CIR’s analysis of the strategies that the firms listed in the Exhibit are employing reveals some innovative market strategies, which we think are available not only other chip makers, but also to other firms seeking to make money from 5G infrastructure products.

Alliances with OEMs, but carriers also: Chip makers usually sell to OEMs. Nonetheless, we are seeing carriers that are deep enough into C-RAN technology development to work with chip makers directly. A case in point here is Cavium which has supplied its OCTEON Fusion macrocell-on-a-chip platform to power the 4G/LTE small cell deployment required for SK Telecom’s C-RAN roll-out in Korea. Cavium has also signed an agreement with China Unicom to accelerate the design and development of virtualized BBU and provide a path for 5G adoption. And it’s not just Cavium, ASOCS has signed a strategic memorandum of understanding with China Mobile for the joint development, commercialization, testing and deployment of large-scale baseband processing units for China Mobile’s C-RAN efforts.

While, there is not yet a proof that Cavium will succeed in its efforts, our takeaway here is that there may be a way that even chipmakers can embed themselves in the consciousness of important carriers, impressing OEMs and getting themselves designed in to the carriers’ future C-RAN/5G plans. There may be no half way houses to success with this strategy. We note that Cavium’s product is a complete L1-L7 implementation supporting base station designs that range from high capacity picocells at 800 simultaneous users all the way up to multi-sector macrocells with up to 3,600 simultaneous users. It may be than anything less than this would not win carrier support.

Off-the-shelf vs. proprietary chips: The conventional wisdom has it that the way to make money in specialized chips is with proprietary ASPs and at some level, this is certainly the case – this is why equipment makers often make their own ASPs.
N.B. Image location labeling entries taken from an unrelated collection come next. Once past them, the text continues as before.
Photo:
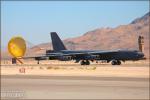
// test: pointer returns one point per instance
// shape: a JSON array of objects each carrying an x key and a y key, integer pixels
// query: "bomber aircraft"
[{"x": 61, "y": 53}]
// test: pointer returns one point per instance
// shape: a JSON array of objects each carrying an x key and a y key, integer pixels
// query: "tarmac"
[{"x": 73, "y": 87}]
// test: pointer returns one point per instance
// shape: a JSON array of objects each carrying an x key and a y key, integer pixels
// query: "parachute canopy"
[{"x": 17, "y": 47}]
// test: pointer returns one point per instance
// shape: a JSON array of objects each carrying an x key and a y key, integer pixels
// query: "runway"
[{"x": 74, "y": 87}]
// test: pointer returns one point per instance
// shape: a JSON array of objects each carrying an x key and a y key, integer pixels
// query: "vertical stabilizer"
[
  {"x": 141, "y": 43},
  {"x": 56, "y": 42}
]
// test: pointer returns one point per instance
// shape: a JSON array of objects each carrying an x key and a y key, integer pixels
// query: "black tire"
[
  {"x": 118, "y": 62},
  {"x": 82, "y": 62},
  {"x": 87, "y": 62}
]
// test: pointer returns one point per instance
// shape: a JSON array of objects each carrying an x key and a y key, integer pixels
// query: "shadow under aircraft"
[{"x": 61, "y": 53}]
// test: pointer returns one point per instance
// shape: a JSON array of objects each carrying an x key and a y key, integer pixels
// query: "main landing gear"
[
  {"x": 85, "y": 62},
  {"x": 116, "y": 62}
]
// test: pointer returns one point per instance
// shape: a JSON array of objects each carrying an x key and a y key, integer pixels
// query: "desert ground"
[{"x": 69, "y": 80}]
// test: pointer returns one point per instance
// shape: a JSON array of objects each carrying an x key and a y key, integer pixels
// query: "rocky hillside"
[{"x": 121, "y": 37}]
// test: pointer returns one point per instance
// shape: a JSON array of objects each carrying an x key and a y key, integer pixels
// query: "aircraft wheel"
[
  {"x": 87, "y": 62},
  {"x": 82, "y": 62},
  {"x": 114, "y": 62},
  {"x": 118, "y": 62}
]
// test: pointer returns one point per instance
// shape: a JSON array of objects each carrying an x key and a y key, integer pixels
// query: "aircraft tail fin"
[{"x": 57, "y": 42}]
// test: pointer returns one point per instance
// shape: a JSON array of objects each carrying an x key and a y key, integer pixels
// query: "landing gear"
[
  {"x": 38, "y": 62},
  {"x": 116, "y": 62},
  {"x": 85, "y": 62}
]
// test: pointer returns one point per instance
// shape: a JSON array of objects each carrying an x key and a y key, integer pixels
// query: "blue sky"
[{"x": 34, "y": 20}]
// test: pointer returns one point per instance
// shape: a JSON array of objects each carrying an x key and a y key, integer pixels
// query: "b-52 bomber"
[{"x": 61, "y": 53}]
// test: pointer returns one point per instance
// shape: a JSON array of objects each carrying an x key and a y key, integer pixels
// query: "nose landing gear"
[
  {"x": 85, "y": 62},
  {"x": 116, "y": 62}
]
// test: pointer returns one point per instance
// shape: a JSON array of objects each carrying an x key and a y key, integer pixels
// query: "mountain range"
[{"x": 121, "y": 37}]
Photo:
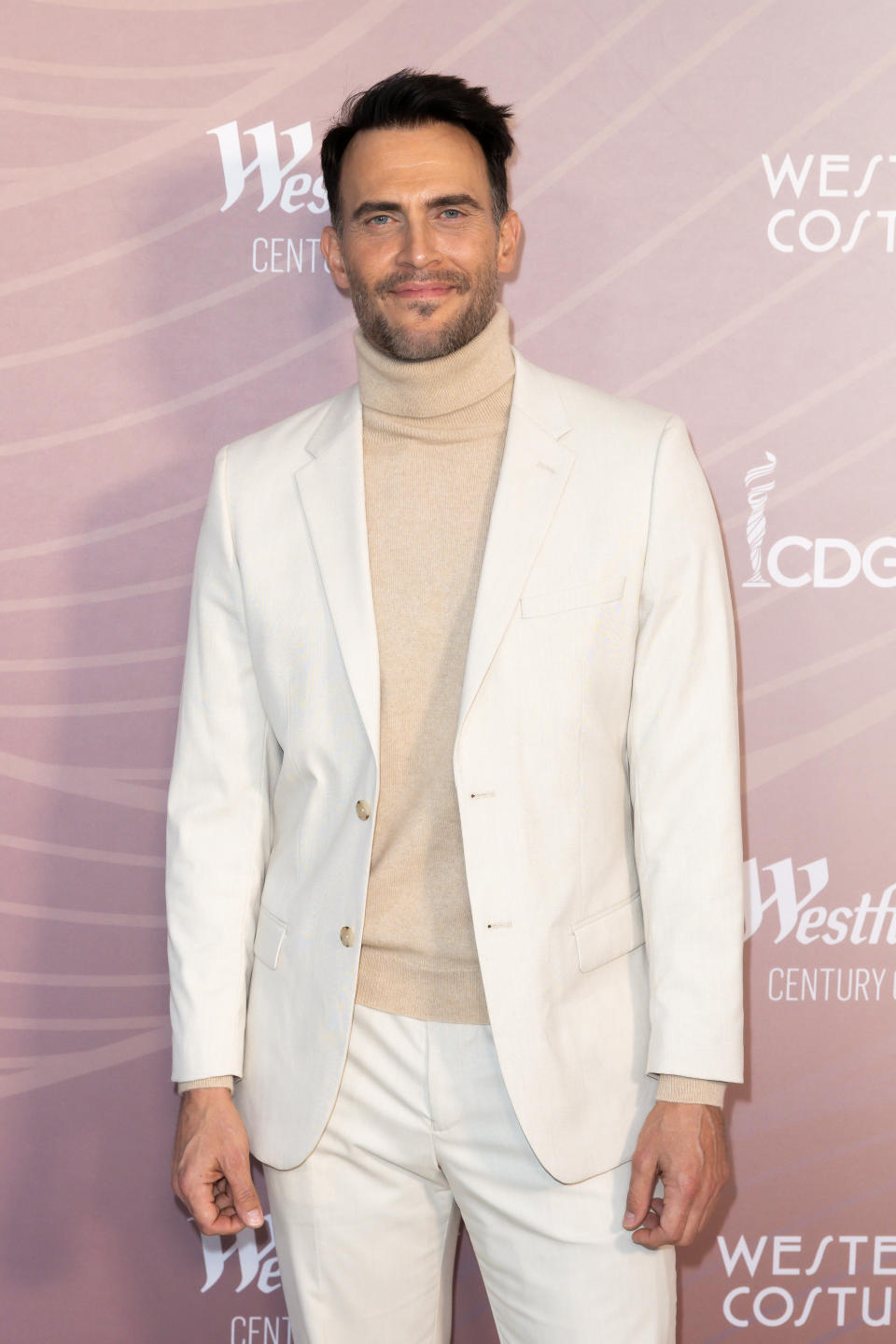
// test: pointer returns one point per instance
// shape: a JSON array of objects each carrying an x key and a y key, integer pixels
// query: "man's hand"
[
  {"x": 684, "y": 1145},
  {"x": 210, "y": 1167}
]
CIR anticipates that this will be a popular strategy in the C-RAN chip business, where, for example, eASIC is collaborating with ASOCS in the development of a custom silicon device for the acceleration of next-generation network virtualization applications utilizing the eASIC Nextreme-3 platform.

Nonetheless, as CIR sees things, a proprietary chips strategy is not without its risks – most importantly misjudgments about times to market and the possibility that a proprietary offering might underperform. Yet there is also another way.

Consider CommAgility, which develops, signal processing technology and RF modules for 4G/5G deployments has built this business using a hybrid approach that combines DSPs with standard processors including ARM architectures and TI chips. For example, CommAgility’s AMC-K2L-RF2, is billed as a low-cost, high performance ARM- and DSP-based processing card that can be used either as a complete baseband and RF small cell solution, or as a pure RRH with its CPRI interface linking to a separate BBU. The main processor is the TI TCI6630K2L SoC.

A future: On balance C-RAN chips should be considered a volume opportunity. But until 5G standards are in place (in a couple of years) and we start to see whether consumers stand up and salute the new broadband services promised by 5G, there will be many uncertainties about the revenue potential for C-RAN chips. CIR’s forecast numbers quoted at the beginning of this article are predicated on strong growth for C-RAN, but, of course, it things could turn out otherwise.

In the meantime, we are beginning to see a few specialized semiconductor firms begin to respond to the call of C-RAN. Whether the chip firms that we mention above will turn out to be the ones who make the most money out of C-RAN it is surely too early to say. On the other hand, we are getting the first glimpses of how firms in the chip industry are strategizing for the C-RAN opportunity.

Direct collaborations between chip companies and mobile operators seem one strategic possibility. And the design activity market is likely to remain divided among the risky (but potentially very profitable) DSP route and building value added on top of off-the-shelf chips.